By E. Leigh Dance and Barbara Sessions
September 02, 2013

In July, U.S. prosecutors said they had uncovered the largest credit card fraud operation in U.S. history and arrested six men in Russia and Ukraine. See, “4 Russians, 1 Ukrainian Charged in Massive Hacking,” Yahoo News. More than 160 million credit and debit card numbers were stolen, costing the victim companies more than $300 million. The fraud targeted Citigroup, JC Penney, JetBlue Airways, Nasdaq and PNC Financial Services. It's no wonder that senior in-house lawyers in the recently released Winston & Strawn “International Business Risk Survey” say that their top concern in following data privacy laws is customer data ' including data security and risk.'Tied for second-greatest concern are cross-border data transfer and legal compliance with data security and breach notification laws.

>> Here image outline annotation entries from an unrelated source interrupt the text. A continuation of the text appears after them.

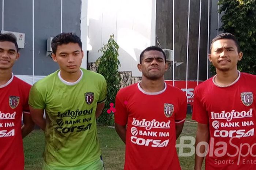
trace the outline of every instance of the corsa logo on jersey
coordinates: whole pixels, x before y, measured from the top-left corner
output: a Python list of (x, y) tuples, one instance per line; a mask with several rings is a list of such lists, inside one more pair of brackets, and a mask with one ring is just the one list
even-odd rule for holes
[(253, 128), (247, 131), (245, 129), (215, 130), (214, 136), (215, 137), (244, 137), (253, 136), (254, 135), (254, 128)]
[(132, 136), (131, 137), (131, 141), (132, 143), (141, 146), (151, 146), (153, 147), (166, 147), (169, 143), (169, 140), (162, 140), (160, 139), (145, 139), (142, 137), (138, 137), (136, 136), (138, 129), (135, 127), (131, 129)]
[(225, 119), (229, 122), (233, 118), (252, 117), (252, 109), (250, 109), (248, 111), (240, 112), (236, 111), (234, 110), (232, 110), (230, 112), (226, 112), (225, 110), (221, 113), (211, 112), (211, 119)]
[(4, 113), (0, 111), (0, 119), (15, 119), (15, 115), (16, 114), (16, 112), (14, 112), (12, 113)]
[(15, 130), (13, 129), (9, 132), (7, 130), (0, 131), (0, 137), (8, 137), (14, 136)]

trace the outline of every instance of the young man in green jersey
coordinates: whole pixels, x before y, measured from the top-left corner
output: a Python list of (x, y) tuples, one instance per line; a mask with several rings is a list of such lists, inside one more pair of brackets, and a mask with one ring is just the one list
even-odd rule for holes
[(54, 37), (52, 56), (60, 69), (30, 91), (31, 115), (45, 136), (44, 170), (104, 168), (96, 119), (104, 107), (106, 83), (102, 75), (80, 68), (82, 46), (80, 38), (71, 33)]

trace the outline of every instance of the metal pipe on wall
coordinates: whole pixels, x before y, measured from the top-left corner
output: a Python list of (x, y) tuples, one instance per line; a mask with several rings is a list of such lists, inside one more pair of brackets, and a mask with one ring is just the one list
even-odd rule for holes
[(202, 11), (202, 0), (200, 0), (200, 9), (199, 12), (199, 26), (198, 29), (198, 49), (197, 49), (197, 84), (198, 85), (199, 81), (199, 56), (200, 56), (200, 37), (201, 35), (201, 13)]
[(188, 34), (187, 42), (187, 63), (186, 67), (186, 96), (188, 101), (188, 46), (189, 41), (189, 21), (190, 19), (190, 0), (188, 0)]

“Interestingly, it is the potential for loss of brand equity that responding corporate counsel identify as their most significant concern,” says Lisa Thomas, a data privacy and protection partner with Winston & Strawn in Chicago. In this sense, they are well-aligned with their business-side colleagues in focusing on reputational risk. “Given this 'external' focus, they should continually re-evaluate the effectiveness of their data-protection policies, procedures, and training, including domestic and cross-border compliance,” Thomas says.